神火凄然一笑道:“世事纷纷,似水东倾,甚时了期。叹利名千古,争驰虎豹,丘原一旦,总伴狐狸。荆棘丛中,桑榆影里,乱冢堆堆谁是谁。君知否,谩徒劳百载,空皱双眉。争如归去来兮。放四大、优游无所为。归碧岩洞,完性命,临风对月,笑傲希夷。一曲弦歌,千锺美酒,日月循环不老伊。童颜在,镇龟龄鹤寿,罢唱黄鸡。”(源自吕洞宾【沁园舂】)
骆千岩越来越不解,疑惑地望着神火。
神火慈祥摸着他的头,叹道:“‘道可道,非常道。’岩儿,何谓道?”
骆千岩一怔,抹了一下泪水,哽咽道:“道者如水,水善利万物而不争,处众人之所恶,故几于道。居善地,心善渊,与善仁,言善信,政善治,事善能,动善时。夫唯不争,故无尤。”
神火道:“‘夫唯不争,故无尤。’不争无尤。不错。说得好。岩儿,你怨恨谭师兄他们吗?”
谭季风逼死掌门神音,为争夺掌门之位击伤他师父,屠杀他师兄弟,他自然恨透了谭季风。神火这样问他,他不明话中深意,望着着神火。
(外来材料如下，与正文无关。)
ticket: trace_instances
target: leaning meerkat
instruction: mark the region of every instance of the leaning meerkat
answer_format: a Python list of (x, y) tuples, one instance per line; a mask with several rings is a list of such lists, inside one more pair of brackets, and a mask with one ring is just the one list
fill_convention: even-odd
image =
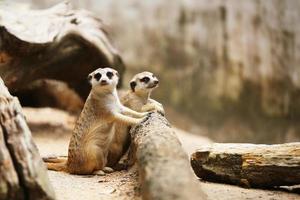
[(163, 105), (150, 98), (158, 83), (158, 78), (151, 72), (136, 74), (130, 81), (131, 90), (121, 98), (121, 102), (135, 111), (158, 111), (164, 115)]
[[(151, 72), (136, 74), (130, 81), (130, 90), (121, 98), (124, 106), (138, 112), (157, 111), (164, 115), (162, 104), (150, 98), (153, 89), (158, 87), (158, 79)], [(118, 168), (118, 161), (130, 144), (130, 126), (118, 124), (108, 152), (107, 166)], [(127, 153), (126, 153), (127, 154)]]
[(68, 157), (44, 159), (50, 170), (71, 174), (102, 172), (107, 163), (115, 126), (138, 124), (147, 115), (120, 103), (116, 89), (119, 80), (116, 70), (99, 68), (88, 75), (88, 80), (92, 89), (73, 130)]

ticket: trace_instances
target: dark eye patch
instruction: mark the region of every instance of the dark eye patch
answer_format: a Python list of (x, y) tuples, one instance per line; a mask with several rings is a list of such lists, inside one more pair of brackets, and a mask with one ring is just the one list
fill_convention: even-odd
[(150, 81), (150, 78), (145, 76), (144, 78), (140, 79), (141, 82), (148, 83)]
[(130, 87), (131, 87), (131, 90), (133, 92), (135, 91), (135, 86), (136, 86), (136, 82), (135, 81), (130, 82)]
[(113, 75), (114, 75), (114, 74), (113, 74), (112, 72), (107, 72), (107, 73), (106, 73), (106, 76), (107, 76), (109, 79), (111, 79), (111, 77), (113, 77)]
[(96, 74), (94, 75), (94, 78), (95, 78), (97, 81), (99, 81), (100, 78), (101, 78), (101, 74), (100, 74), (100, 73), (96, 73)]

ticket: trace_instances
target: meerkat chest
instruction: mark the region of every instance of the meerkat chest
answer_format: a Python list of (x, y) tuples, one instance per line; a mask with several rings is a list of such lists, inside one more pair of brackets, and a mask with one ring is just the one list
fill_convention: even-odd
[(109, 94), (105, 97), (94, 99), (94, 108), (99, 116), (106, 117), (111, 113), (120, 112), (121, 104), (118, 96)]
[(145, 105), (145, 102), (141, 101), (140, 99), (131, 99), (128, 107), (135, 111), (141, 111), (141, 109), (144, 105)]
[(109, 113), (119, 113), (121, 112), (121, 106), (116, 103), (116, 102), (108, 102), (106, 104), (106, 110), (109, 112)]
[(115, 125), (112, 122), (99, 122), (94, 124), (89, 131), (89, 138), (93, 138), (94, 143), (101, 147), (101, 149), (107, 149), (114, 136)]
[(112, 131), (113, 129), (113, 122), (110, 121), (104, 121), (104, 120), (99, 120), (97, 122), (95, 122), (90, 131), (91, 132), (97, 132), (97, 133), (109, 133)]

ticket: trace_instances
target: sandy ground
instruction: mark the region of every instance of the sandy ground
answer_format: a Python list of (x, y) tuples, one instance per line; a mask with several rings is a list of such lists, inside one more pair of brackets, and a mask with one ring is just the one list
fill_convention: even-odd
[[(69, 114), (49, 108), (24, 108), (24, 114), (32, 130), (34, 140), (42, 156), (67, 155), (68, 141), (76, 120)], [(182, 146), (190, 155), (198, 146), (212, 141), (174, 128)], [(49, 171), (58, 200), (92, 199), (141, 199), (137, 168), (119, 171), (105, 176), (78, 176)], [(300, 195), (276, 190), (245, 189), (238, 186), (200, 182), (212, 200), (296, 200)]]

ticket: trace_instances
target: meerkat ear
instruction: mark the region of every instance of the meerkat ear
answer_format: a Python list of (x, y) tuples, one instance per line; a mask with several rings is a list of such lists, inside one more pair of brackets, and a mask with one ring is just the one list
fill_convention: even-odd
[(130, 82), (130, 87), (131, 87), (132, 92), (134, 92), (135, 86), (136, 86), (136, 82), (135, 81), (131, 81)]
[(119, 72), (117, 72), (117, 71), (116, 71), (116, 75), (117, 75), (117, 77), (119, 77), (119, 78), (120, 78)]
[(89, 74), (87, 77), (88, 82), (91, 82), (92, 78), (93, 78), (92, 75)]

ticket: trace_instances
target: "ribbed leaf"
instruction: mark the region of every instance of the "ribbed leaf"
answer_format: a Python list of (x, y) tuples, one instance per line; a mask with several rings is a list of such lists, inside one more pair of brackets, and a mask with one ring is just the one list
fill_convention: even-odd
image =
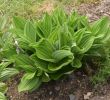
[(60, 26), (57, 26), (56, 29), (49, 35), (48, 40), (52, 44), (58, 40), (58, 34), (60, 33)]
[(34, 66), (34, 61), (25, 54), (18, 54), (13, 57), (18, 65), (31, 65)]
[(42, 71), (49, 72), (48, 62), (39, 59), (36, 55), (32, 55), (31, 58), (35, 61), (35, 65), (37, 68), (41, 69)]
[(36, 42), (36, 30), (31, 22), (26, 23), (24, 34), (30, 42)]
[(73, 56), (73, 53), (69, 50), (56, 50), (55, 52), (53, 52), (52, 56), (56, 62), (59, 62), (65, 57)]
[(14, 57), (16, 66), (22, 68), (26, 72), (34, 72), (36, 70), (34, 61), (27, 55), (16, 55)]
[(50, 78), (53, 80), (58, 80), (60, 77), (67, 73), (72, 73), (74, 71), (74, 68), (71, 65), (67, 65), (62, 67), (62, 69), (56, 71), (55, 73), (50, 74)]
[(77, 44), (80, 43), (80, 41), (81, 41), (81, 39), (82, 39), (84, 34), (85, 34), (85, 28), (84, 29), (80, 29), (80, 30), (78, 30), (77, 32), (75, 32), (73, 34), (73, 38), (75, 38)]
[(21, 30), (24, 29), (24, 26), (26, 24), (26, 20), (25, 19), (22, 19), (22, 18), (17, 17), (17, 16), (13, 17), (13, 22), (14, 22), (15, 27), (19, 28)]
[(72, 62), (73, 58), (65, 58), (63, 60), (61, 60), (58, 63), (49, 63), (48, 65), (48, 69), (50, 71), (57, 71), (60, 70), (61, 68), (63, 68), (64, 66), (70, 64)]
[(48, 40), (42, 39), (38, 44), (33, 45), (33, 47), (36, 49), (36, 55), (39, 59), (54, 62), (54, 59), (52, 58), (54, 47)]
[(46, 30), (45, 36), (49, 36), (52, 31), (52, 21), (51, 17), (46, 13), (44, 17), (44, 28)]
[(25, 76), (26, 76), (25, 78), (27, 80), (30, 80), (30, 79), (34, 78), (35, 74), (36, 74), (36, 72), (26, 73), (25, 74)]
[(6, 79), (10, 78), (11, 76), (16, 75), (18, 73), (19, 73), (19, 71), (17, 69), (5, 68), (0, 73), (0, 80), (6, 80)]
[(92, 32), (96, 36), (96, 38), (102, 38), (108, 31), (109, 25), (110, 24), (108, 17), (103, 17), (93, 24)]
[(68, 30), (68, 26), (67, 24), (64, 24), (59, 33), (59, 49), (63, 46), (71, 46), (73, 42), (72, 40), (72, 35)]
[(29, 77), (27, 76), (27, 74), (25, 74), (22, 77), (21, 82), (18, 86), (19, 92), (33, 90), (33, 89), (36, 89), (40, 86), (40, 84), (41, 84), (40, 77), (33, 77), (31, 79), (28, 79), (28, 78)]
[(44, 19), (37, 23), (37, 34), (40, 37), (47, 38), (52, 32), (52, 20), (48, 14), (45, 14)]
[(13, 63), (13, 61), (7, 61), (7, 62), (2, 62), (2, 63), (0, 63), (0, 73), (2, 72), (2, 70), (4, 69), (4, 68), (6, 68), (6, 67), (8, 67), (10, 64), (12, 64)]
[(80, 47), (80, 53), (85, 53), (87, 52), (93, 42), (94, 42), (95, 37), (94, 36), (90, 36), (90, 35), (86, 35), (85, 37), (83, 37), (83, 39), (81, 40), (79, 47)]

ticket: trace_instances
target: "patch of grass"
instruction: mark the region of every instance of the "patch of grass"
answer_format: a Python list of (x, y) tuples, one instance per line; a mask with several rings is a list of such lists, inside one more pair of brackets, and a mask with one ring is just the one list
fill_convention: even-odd
[(27, 17), (29, 13), (33, 14), (31, 8), (39, 5), (42, 0), (0, 0), (0, 15), (7, 14)]
[(78, 0), (79, 3), (95, 3), (98, 1), (100, 1), (100, 0)]
[(102, 60), (100, 61), (100, 65), (98, 66), (98, 70), (96, 74), (91, 78), (93, 84), (99, 84), (106, 82), (110, 77), (110, 48), (104, 49), (105, 53)]

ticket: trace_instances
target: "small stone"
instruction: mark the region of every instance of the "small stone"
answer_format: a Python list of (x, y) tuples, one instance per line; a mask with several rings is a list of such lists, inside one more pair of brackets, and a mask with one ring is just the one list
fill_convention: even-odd
[(103, 11), (103, 10), (101, 10), (100, 12), (101, 12), (101, 13), (103, 13), (104, 11)]
[(49, 95), (52, 95), (52, 91), (49, 92)]
[(91, 95), (92, 92), (87, 92), (87, 94), (84, 94), (84, 100), (89, 100)]
[(88, 14), (88, 13), (87, 13), (86, 16), (88, 16), (88, 17), (90, 18), (90, 17), (92, 17), (92, 14)]
[(73, 74), (69, 75), (69, 79), (70, 80), (74, 80), (75, 79), (75, 75), (73, 75)]
[(60, 90), (60, 87), (59, 86), (55, 87), (55, 90), (59, 91)]
[(70, 94), (70, 95), (69, 95), (69, 99), (70, 99), (70, 100), (75, 100), (75, 95)]
[(104, 99), (104, 97), (100, 97), (101, 99)]

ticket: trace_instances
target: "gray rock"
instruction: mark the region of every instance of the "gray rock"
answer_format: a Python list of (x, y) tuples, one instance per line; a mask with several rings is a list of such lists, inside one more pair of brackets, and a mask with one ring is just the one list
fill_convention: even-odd
[(69, 95), (69, 99), (70, 99), (70, 100), (76, 100), (76, 97), (75, 97), (75, 95), (70, 94), (70, 95)]
[(49, 95), (52, 95), (52, 91), (49, 92)]
[(59, 86), (56, 86), (55, 87), (55, 90), (59, 91), (60, 90), (60, 87)]

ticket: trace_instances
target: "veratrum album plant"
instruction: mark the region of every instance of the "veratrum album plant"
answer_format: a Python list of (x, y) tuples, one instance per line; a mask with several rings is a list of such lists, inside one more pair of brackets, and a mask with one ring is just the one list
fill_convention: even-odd
[(42, 82), (57, 80), (81, 68), (87, 55), (98, 55), (99, 50), (101, 54), (102, 45), (110, 39), (109, 24), (107, 17), (89, 23), (86, 16), (76, 12), (67, 15), (61, 9), (37, 21), (15, 16), (9, 40), (5, 38), (8, 45), (4, 47), (3, 43), (1, 47), (1, 64), (5, 59), (5, 70), (16, 70), (13, 75), (18, 70), (24, 73), (19, 92), (35, 90)]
神火叹了口气,道:“孩子,你生性纯良,这未必是什么坏事。刚才在圣庙之中,师父伤心神音师伯之死,一时糊涂失了分寸,这才给你的诸位师兄带来杀身之祸。师父愧悔不已。‘莫为危时便怆神,前程往往有期因。’神音师兄当日做法未必便是对的,谭季风反对神音师兄未必便是错的。正所谓人之将死其言也善,孩子,我死之后,你要给我记住。”
骆千岩哭道:“师父,您不会死的,您不要乱说。”
神火叹道:“岩儿,你不要记恨谭季风,不要因你师兄弟惨死一事而去找谭季风报仇,不要记恨任何人。离开这里,去中州隐姓埋名,做一个个普普通通的庄稼人。从此不要再修什么道,须知天若有情天亦老,天道无情。不要相信什么长生不老、不要迷恋什么无上神力。”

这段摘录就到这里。